Le 21 Février 2012 dans So_cult’ par Philippe Astor

Alors que les autorités antitrust s’apprêtent à examiner le projet de rachat de la maison de disques EMI par Universal Music, la question se pose du poids que la nouvelle entité pèserait, notamment sur le marché français de la musique enregistrée. Elle concentrerait certes une part non négligeable de ce marché entre les mains d’un seul acteur, mais pas dans les proportions qui ont été évoquées.

Le rachat de la maison de disques EMI par sa concurrente Universal Music, s’il reçoit l’aval des autorités de la concurrence américaines et européennes, va t-il accoucher d’un mastodonte représentant près de 60 % de parts de marché dans le secteur de la musique enregistrée en France ? C’est ce qu’avance le quotidien Les Echos dans un pointage réalisé début février, qui attribue une part de marché de 13 % à la première et de 44 % à la seconde.
Ce pointage, cependant, ne correspond pas vraiment à la réalité, dans la mesure où il prend en compte les parts de marché d’EMI et d’Universal Music sur les seules ventes de gros pointées par le Syndicat national des éditeurs phonographiques, qui ne représentent que 80 % du marché. Les parts de marché sur les ventes de gros, par ailleurs, ne reflètent pas précisément, à quelques points près, ce qu’elles sont sur les ventes de détail. Enfin, plusieurs distributeurs indépendants, et non des moindres, reportent leurs ventes au SNEP ; aussi, la part de marché consolidée des quatre majors, en tant que distributeurs (de leurs artistes sous contrat mais aussi sous licence, et d’un certain nombre de labels indépendants) est-elle inférieure à 80 %.

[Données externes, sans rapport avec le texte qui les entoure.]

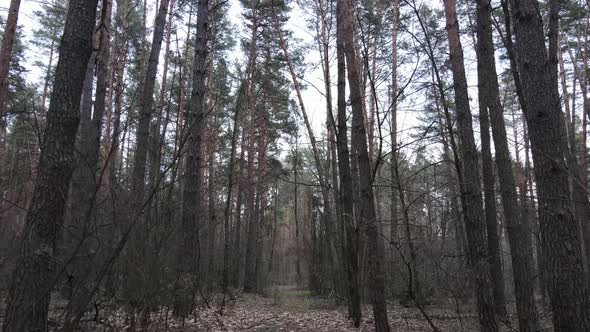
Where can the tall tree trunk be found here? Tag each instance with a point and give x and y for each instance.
(250, 269)
(393, 232)
(359, 143)
(350, 247)
(191, 198)
(225, 280)
(519, 230)
(332, 254)
(146, 108)
(578, 184)
(568, 289)
(122, 46)
(473, 205)
(5, 57)
(35, 272)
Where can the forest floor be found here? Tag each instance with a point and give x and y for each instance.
(288, 309)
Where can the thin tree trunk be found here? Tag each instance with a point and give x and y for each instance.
(5, 57)
(359, 143)
(568, 289)
(332, 254)
(250, 275)
(346, 182)
(393, 232)
(192, 198)
(518, 226)
(473, 205)
(35, 272)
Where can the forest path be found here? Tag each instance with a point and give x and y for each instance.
(290, 309)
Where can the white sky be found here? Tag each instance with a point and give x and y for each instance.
(314, 100)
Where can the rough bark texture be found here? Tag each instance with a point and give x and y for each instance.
(562, 255)
(250, 275)
(359, 143)
(34, 275)
(350, 247)
(518, 227)
(393, 231)
(473, 205)
(146, 106)
(191, 198)
(5, 56)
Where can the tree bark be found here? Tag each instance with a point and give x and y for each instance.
(350, 247)
(473, 205)
(5, 57)
(568, 289)
(35, 272)
(519, 230)
(359, 143)
(191, 198)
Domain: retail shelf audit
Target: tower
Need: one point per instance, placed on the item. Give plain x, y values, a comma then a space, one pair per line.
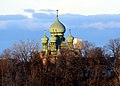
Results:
44, 42
70, 40
57, 30
57, 39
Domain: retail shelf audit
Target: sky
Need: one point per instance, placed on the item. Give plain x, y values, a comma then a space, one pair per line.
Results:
94, 20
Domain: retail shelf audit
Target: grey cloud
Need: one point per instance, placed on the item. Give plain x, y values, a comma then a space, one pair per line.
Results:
48, 10
29, 10
13, 17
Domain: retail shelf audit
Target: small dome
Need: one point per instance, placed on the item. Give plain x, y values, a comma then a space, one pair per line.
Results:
70, 37
57, 26
45, 39
53, 39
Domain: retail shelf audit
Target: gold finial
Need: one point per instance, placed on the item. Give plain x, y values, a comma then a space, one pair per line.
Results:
44, 32
70, 31
57, 13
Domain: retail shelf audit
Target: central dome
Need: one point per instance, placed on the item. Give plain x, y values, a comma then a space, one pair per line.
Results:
57, 26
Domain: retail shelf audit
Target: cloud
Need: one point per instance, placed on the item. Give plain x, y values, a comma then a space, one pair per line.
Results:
29, 10
2, 25
13, 17
47, 10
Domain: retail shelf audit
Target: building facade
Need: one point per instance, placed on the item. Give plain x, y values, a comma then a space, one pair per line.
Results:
57, 39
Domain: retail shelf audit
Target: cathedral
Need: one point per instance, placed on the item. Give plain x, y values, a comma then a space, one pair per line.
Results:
57, 39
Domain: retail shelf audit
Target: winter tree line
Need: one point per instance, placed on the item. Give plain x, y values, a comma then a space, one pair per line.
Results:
23, 65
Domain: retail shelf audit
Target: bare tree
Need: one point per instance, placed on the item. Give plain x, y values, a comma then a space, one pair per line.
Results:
87, 49
24, 50
114, 47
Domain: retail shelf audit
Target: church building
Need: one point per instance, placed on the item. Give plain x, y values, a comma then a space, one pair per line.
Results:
57, 39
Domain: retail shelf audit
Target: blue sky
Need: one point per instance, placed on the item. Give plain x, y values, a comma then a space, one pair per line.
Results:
96, 21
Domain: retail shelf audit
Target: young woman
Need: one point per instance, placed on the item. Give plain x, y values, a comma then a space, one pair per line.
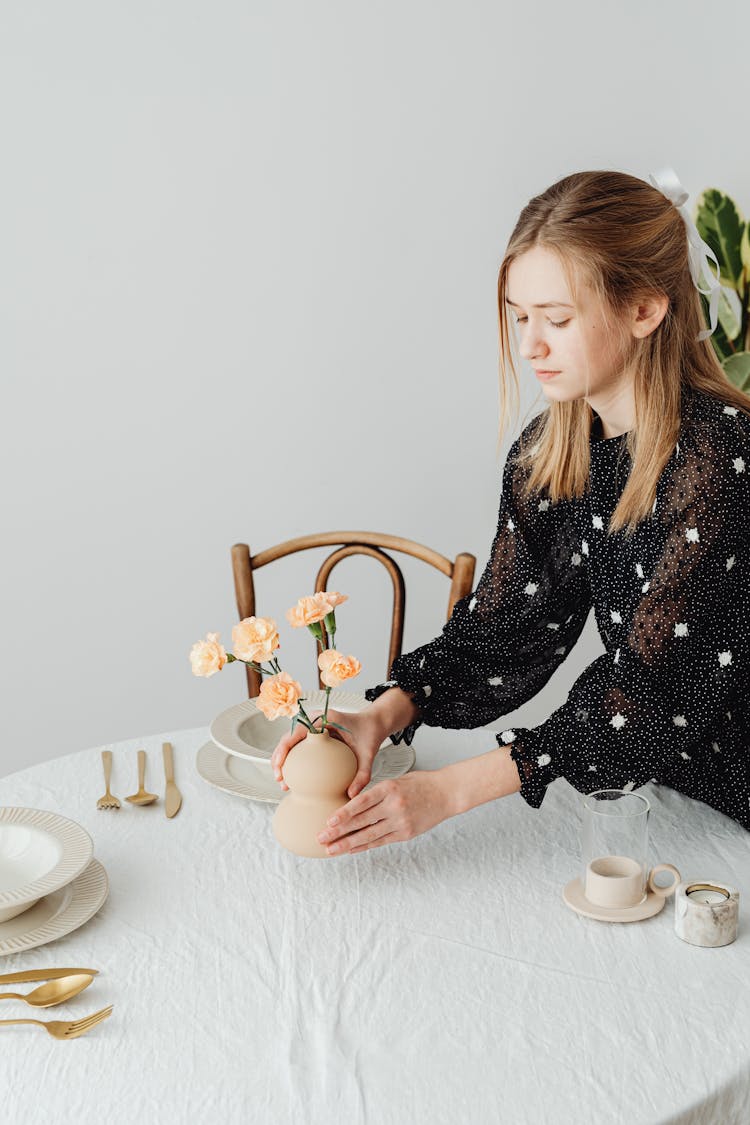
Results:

45 % de parts de marché "distributeur" dans le physique

Difficile, cependant, de savoir ce qu’il en est réellement. Selon des chiffres publiés par l’Observatoire de la musique sur les ventes de détail de CD audio, la part de marché des distributeurs indépendants n’a quasiment pas cessé de progresser entre 2003 et 2010, pour passer de 14,6 % à 24,4 %. Et selon des données sur le marché de détail auxquelles nous avons eu accès, qui portent sur l’ensemble du marché physique (audio, vidéo et VPC sur Internet), elle s’est établie à 26 % en 2011, ramenant ainsi la part de marché des quatre majors en tant que distributeurs à 74 %, celle d’Universal Music à 33,1 %, et celle d’EMI à 12,1 %, soit un total de 45,2 % pour les deux entités réunies.
Ces chiffres, cependant, méritent encore quelques corrections. Il s’agit en effet de parts de marché « distributeur », qui englobent les ventes des labels indépendants distribués par les majors, dont la part du marché physique de détail s’est établie à 13,9 % en 2011, selon les chiffres dont nous disposons. Aussi, hors labels indépendants distribués, la part du marché physique de détail d’Universal Music tombe à 26,8 % en 2011, et celle d’EMI à 10,2 %, soit un total de 37 % pour les deux entités réunies. Pour autant, ces données ne permettent pas d’obtenir la mesure exacte de ce que serait leur poids sur le marchais français, sachant que l’on ne dispose d’aucune information sur leur part de marché respective dans le numérique, qui a représenté 21 % des ventes de gros en valeur en 2011, selon les chiffres publiés par le SNEP au Midem.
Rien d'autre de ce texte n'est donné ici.